Salcaprozate sodium (SNAC), an oral absorption promoter that was discovered as part of a screen to identify carrier-based permeation enhancers (Pes) that could “chaperone” poorly permeable payloads across the intestine. Its potential therapeutic application as a delivery agent was tested in many formats: taste-masked liquids, tablets, and soft gelatin capsules. SNAC is the most extensively tested carrier and the only PE approved in an oral formulation designed to improve oral bioavailabilities. The mechanism of action of this compound is not clear. However, Novo Nordisk offered a mechanism of action for SNAC in its non-enteric coated tablet of the glucagon-like peptide 1 analog, semaglutide. SNAC formed a complex around the semaglutide in the stomach and caused a transient increase in local pH around the molecule. It is claimed that semaglutide is protected against pepsin by SNAC and that solubility was increased, resulting in an increased concentration-dependent flux of semaglutide across the gastric mucosa, using a transcellular mechanism as the tablet comes in intimate contact with the epithelium. Clinical trials for patients with Type 2 Diabetes have shown that the oral semaglutide co-formulated with 300 mg SNAC could be used for further clinical development.

Cridanimod (Virexxa) is a small-molecule immunomodulator and interferon inducer, which, in preliminary studies, has been shown to increase progesterone receptor expression in endometrial tissue. Restoration of progesterone receptor expression may re-sensitize endometrial tumor tissue to progestin therapy in previously unresponsive tumors. Cridanimod was originally developed by Polysan and Pharmsynthez and licensed to Xenetic Biosciences. Virexxa is currently being studied in an ongoing Phase 2 multi-national study in conjunction with progestin therapy for the treatment of endometrial cancer in women with the recurrent or persistent disease who have failed progestin monotherapy.

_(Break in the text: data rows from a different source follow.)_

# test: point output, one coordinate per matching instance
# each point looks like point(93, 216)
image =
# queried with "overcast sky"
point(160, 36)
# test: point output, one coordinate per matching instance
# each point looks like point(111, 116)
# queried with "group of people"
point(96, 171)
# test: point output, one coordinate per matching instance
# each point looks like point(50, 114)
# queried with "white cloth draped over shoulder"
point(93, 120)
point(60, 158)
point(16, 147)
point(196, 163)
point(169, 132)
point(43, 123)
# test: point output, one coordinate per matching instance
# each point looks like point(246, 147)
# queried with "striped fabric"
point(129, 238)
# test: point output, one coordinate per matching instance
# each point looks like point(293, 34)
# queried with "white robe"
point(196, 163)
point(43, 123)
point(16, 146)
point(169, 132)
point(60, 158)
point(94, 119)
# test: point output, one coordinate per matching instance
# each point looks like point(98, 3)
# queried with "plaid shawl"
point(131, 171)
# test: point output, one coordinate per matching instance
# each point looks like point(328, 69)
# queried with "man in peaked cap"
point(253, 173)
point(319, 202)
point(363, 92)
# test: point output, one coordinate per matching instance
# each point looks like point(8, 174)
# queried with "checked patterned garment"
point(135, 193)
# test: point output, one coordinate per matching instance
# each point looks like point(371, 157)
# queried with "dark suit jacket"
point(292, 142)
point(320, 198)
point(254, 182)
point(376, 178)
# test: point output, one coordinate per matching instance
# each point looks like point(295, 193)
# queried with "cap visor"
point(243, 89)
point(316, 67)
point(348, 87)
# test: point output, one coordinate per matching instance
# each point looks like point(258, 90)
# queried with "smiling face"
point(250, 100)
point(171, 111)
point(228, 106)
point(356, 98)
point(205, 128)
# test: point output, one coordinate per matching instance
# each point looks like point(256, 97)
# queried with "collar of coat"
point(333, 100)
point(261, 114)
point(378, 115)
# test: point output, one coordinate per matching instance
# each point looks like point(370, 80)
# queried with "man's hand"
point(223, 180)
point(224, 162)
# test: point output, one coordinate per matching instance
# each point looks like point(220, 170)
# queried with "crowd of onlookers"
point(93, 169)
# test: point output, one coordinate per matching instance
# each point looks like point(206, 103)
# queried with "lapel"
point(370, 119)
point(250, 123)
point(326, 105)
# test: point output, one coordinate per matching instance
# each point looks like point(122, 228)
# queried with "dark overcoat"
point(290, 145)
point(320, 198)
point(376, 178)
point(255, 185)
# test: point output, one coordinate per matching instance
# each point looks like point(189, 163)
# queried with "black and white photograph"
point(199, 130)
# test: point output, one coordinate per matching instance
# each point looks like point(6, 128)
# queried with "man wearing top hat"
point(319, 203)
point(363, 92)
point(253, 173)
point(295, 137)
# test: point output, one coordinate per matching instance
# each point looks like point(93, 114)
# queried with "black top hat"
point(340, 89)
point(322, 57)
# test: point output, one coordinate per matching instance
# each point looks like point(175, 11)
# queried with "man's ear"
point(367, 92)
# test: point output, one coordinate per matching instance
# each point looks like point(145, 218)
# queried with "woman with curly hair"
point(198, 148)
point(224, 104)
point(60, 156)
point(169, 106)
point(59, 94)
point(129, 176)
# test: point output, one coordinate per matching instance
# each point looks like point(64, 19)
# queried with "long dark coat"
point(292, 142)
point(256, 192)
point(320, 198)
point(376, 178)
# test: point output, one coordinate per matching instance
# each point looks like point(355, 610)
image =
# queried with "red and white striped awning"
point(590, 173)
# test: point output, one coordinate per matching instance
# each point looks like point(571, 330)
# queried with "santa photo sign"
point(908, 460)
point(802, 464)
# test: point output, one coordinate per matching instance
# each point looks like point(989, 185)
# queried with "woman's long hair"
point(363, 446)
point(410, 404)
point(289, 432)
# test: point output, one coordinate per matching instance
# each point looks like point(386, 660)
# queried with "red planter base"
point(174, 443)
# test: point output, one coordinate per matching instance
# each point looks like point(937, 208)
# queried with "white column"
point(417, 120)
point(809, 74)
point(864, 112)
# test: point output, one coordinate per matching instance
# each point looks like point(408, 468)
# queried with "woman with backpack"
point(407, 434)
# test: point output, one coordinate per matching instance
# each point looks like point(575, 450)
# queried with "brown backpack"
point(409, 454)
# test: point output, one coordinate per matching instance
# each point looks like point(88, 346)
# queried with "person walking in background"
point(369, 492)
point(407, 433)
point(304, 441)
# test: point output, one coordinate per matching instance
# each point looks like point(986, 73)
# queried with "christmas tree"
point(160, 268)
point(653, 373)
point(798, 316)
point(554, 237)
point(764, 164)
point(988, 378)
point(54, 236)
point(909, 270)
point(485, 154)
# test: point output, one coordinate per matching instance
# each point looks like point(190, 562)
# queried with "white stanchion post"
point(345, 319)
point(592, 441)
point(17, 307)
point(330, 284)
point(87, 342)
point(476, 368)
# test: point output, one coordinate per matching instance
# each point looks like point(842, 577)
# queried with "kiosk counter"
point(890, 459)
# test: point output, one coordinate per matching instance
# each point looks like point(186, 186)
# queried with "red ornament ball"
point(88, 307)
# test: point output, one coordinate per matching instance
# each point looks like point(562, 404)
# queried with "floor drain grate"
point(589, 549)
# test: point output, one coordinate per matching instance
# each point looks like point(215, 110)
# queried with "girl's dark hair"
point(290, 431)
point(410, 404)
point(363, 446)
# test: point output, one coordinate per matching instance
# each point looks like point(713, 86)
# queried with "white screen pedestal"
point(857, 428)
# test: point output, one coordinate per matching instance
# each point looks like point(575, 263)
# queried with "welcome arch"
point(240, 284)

Taurocholic acid is a bile acid and is the product of conjugation of cholic acid with taurine. Its sodium salt is the chief ingredient of the bile of carnivorous animals. Taurocholic acid, as with all bile acids, acts as a detergent to solubilize fats for absorption and is itself absorbed. It is used as a cholagogue and cholerectic (a bile purging agent). Hydrolysis of taurocholic acid yields taurine, a nonessential amino acid. Taurocholic acid is one of the main components of urinary nonsulfated bile acids in biliary atresia. Raised levels of the bile acid taurocholate in the fetal serum in obstetric cholestasis may result in the development of a fetal dysrhythmia and in sudden intra-uterine death. In medical use, it is administered as a cholagogue and choleretic. Taurocholic acid is a potent TGR5 ligand, and in dogs, colonic perfusion with TCA induces PYY secretion. TCA enemas could stimulate GLP-1 and PYY secretion in obese patients with type 2 diabetes receiving the dipeptidyl peptidase-4 (DPP-4) inhibitor, sitagliptin. Satiogen Pharmaceuticals is developing rectally administered taurocholic acid, a bile acid, for the treatment of obesity and type 2 diabetes mellitus.